1. One major difference is the technical knowledge of market participants. Almost everyone who invests money now has at least a rudimentary understanding of TA concepts, moving averages, fibbo retracements, etc. Certainly everyone near a trading desk is well aware of even more complicated stuff like Elliot waves and such. I think this has to have an affect on the way the market behaves... to me it seems to move more violently after a technical indicator is breached, and seems to waver a lot when near major support/resistance levels. Lots of people can get fooled when a more obvious technical indicator is wrong, like the spike in the SP500 last Wednesday.

2. The prevalence of automated trading platforms, trailing stops, and other trading tools. Any shmoe can get a think or swim account and have access to complex trades that weren't possible not too long ago, and hedge funds/brokers have computer-driven trading algorithms that make their own trading decisions. We've seen huge moves in the last 30 or even 10 minutes of the trading day thanks to all those computer traders moving in unison.

3. Which brings me to education - most traders (and economists for that matter) share a disturbing groupthink pattern. They are all educated the same way, with the same theories, and as a result tend to reach the same conclusions at the same time. This, I think, is responsible for a good % of the sickening volatility the market has had since summer 07.

4. The rise of mutual funds driving the market. Not too long ago, a much larger % of the market was directly controlled by individual investors. Now their presence is almost nothing more than margin of error. The entire market is driven by a tiny group of fund managers controlling shitloads of dough, and who reflect points 2 & 3.

5. Speed of info transmission. Never in our history has information traveled so fast. Rumors spawned via crackberry move markets in seconds and in major ways. I think this also contributes to volatility, as there is massive mental pressure to decide which way to bet within seconds of some new piece of news, and/or people are much more likely to follow a blip up or down if it happens at the right time.

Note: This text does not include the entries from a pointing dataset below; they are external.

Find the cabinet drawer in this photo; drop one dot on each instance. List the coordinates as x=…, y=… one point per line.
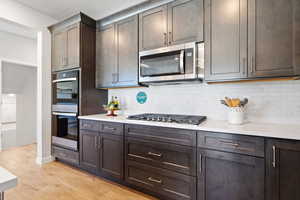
x=177, y=158
x=113, y=128
x=89, y=125
x=232, y=143
x=159, y=134
x=65, y=154
x=167, y=184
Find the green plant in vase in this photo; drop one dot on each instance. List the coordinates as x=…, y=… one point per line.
x=112, y=106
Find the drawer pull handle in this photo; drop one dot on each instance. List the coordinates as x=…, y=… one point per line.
x=274, y=157
x=155, y=154
x=109, y=128
x=200, y=164
x=62, y=154
x=230, y=143
x=154, y=180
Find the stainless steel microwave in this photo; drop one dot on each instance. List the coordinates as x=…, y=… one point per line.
x=174, y=63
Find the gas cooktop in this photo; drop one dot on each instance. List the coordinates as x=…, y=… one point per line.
x=181, y=119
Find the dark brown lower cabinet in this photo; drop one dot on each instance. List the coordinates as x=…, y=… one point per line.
x=223, y=176
x=102, y=153
x=111, y=155
x=166, y=184
x=283, y=170
x=89, y=150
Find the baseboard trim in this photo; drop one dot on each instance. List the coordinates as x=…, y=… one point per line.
x=44, y=160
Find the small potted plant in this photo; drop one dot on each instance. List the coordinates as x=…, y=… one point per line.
x=236, y=112
x=112, y=106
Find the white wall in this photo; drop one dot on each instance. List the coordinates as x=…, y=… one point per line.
x=18, y=13
x=274, y=102
x=8, y=108
x=18, y=48
x=20, y=80
x=26, y=112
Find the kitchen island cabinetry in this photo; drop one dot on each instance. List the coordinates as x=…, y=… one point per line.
x=89, y=151
x=223, y=175
x=161, y=161
x=101, y=151
x=283, y=174
x=191, y=164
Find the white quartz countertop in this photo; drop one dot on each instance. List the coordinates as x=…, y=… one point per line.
x=7, y=180
x=283, y=131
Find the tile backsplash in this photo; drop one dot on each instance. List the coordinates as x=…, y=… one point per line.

6. The global pool of wealth. There's just shitloads of money out there that needs investing. Our tax policies don't exactly punish investors and reward entrepreneurs, so there's little reason to take one's money anywhere else than the markets. Why sweat and work starting a business when you can kick back and earn shitloads through tax-free munis? Add to that the US-fueled kings, princes and Chinese rulers who are sitting on metric ASSTONS of us$, who couldn't give a fuck about their dying and ignorant people, and would rather have even more money. If these unbelievable fucktards were to invest in their shitty states, they wouldn't have had so much to invest, which was one of the major underlying causes of the housing bubble. No matter how many shitty CDOs Godlman came up with, there was an unending line of folks wanting to buy more. That's called demand.

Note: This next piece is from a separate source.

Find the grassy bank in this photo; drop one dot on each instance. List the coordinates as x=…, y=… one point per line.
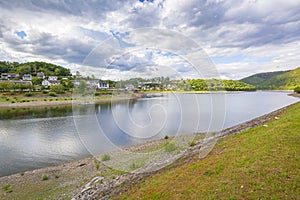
x=261, y=163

7. The corporatization of America. There used to be many independent newspapers in NY, now there are none of any note. Instead of a company started by a newsman and ran for journalism, all major news & media outlets are now nothing more than profit centers for massive trans-global corporations, who couldn't give a fuck what country they started out in. Even Google gets 60% of its revenues overseas, and most of HP's workforce isn't in America. This article has some great examples of how this is affecting the information that most people use to make their investing decisions:
http://www.minyanville.com/articles/inde....

Not to get too tinfoiled, but I don't believe there is any other rational way to view things. Media outlets who are subsidiaries of a company will serve that company's interests first. Duh.

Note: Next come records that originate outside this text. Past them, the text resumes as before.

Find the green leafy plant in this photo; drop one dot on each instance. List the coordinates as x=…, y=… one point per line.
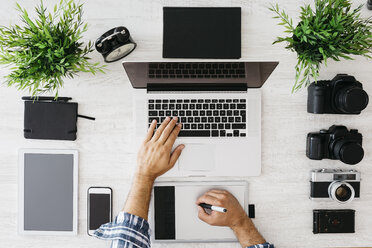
x=44, y=51
x=332, y=31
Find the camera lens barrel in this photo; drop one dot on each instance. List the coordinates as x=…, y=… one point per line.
x=341, y=192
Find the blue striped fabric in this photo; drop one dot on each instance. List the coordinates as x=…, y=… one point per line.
x=130, y=231
x=127, y=230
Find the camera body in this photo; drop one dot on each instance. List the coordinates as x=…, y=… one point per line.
x=339, y=185
x=333, y=221
x=335, y=143
x=341, y=95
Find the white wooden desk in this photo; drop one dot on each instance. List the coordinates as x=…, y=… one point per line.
x=281, y=193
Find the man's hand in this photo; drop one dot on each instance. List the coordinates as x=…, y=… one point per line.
x=235, y=217
x=155, y=156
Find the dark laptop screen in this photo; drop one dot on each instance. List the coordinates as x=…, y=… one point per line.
x=202, y=33
x=210, y=74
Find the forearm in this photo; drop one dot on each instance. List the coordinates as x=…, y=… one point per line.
x=247, y=233
x=139, y=196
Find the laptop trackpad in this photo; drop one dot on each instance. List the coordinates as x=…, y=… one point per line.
x=197, y=157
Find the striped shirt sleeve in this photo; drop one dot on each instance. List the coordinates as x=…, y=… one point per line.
x=130, y=231
x=126, y=231
x=264, y=245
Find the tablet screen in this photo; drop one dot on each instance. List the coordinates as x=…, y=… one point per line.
x=48, y=192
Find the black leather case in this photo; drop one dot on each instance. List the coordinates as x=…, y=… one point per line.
x=53, y=120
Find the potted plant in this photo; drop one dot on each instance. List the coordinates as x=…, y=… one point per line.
x=333, y=30
x=46, y=50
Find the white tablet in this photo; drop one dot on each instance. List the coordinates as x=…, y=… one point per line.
x=48, y=192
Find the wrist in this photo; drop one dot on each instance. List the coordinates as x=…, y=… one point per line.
x=241, y=224
x=143, y=179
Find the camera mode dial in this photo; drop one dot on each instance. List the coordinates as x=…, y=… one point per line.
x=352, y=99
x=348, y=152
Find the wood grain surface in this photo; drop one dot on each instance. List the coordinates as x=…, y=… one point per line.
x=107, y=156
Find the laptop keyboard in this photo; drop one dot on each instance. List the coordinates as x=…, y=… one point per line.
x=196, y=70
x=202, y=117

8. The endless corruption at the highest levels. Justice seems to work like a pendulum, and we're about as far down the shitty side as I think it's possible to get without the common folk rising up in violent revolt (which may still happen). Bernanke issuing a surprise rate cut the morning before options expiration, the endless bullshit Karl has been pointing out for years... This probably affects the market more than anything else. Not only is it impossible to know where and how much the corruption is having an effect, but now all market participants are well aware of it. So people now trade like the market is rigged, which is only going to bring on more unforeseen consequences (at the least, more volatility and a higher likelihood of people saying 'fuck this' and buying t-bills).

9. The act of observing affects the observed. Few things are more dangerous than trying to apply quantum physics to the real world, but this is a definite human phenomenon. In practical terms, to me it seems like a game of paper/rock/scissors. Everyone is expecting a bad GDP report so the market tanks, and it comes out and it's bad, but not as bad as it could be, so the market rallies. The next time people are expecting this, and for some reason the market tanks instead in the same situation.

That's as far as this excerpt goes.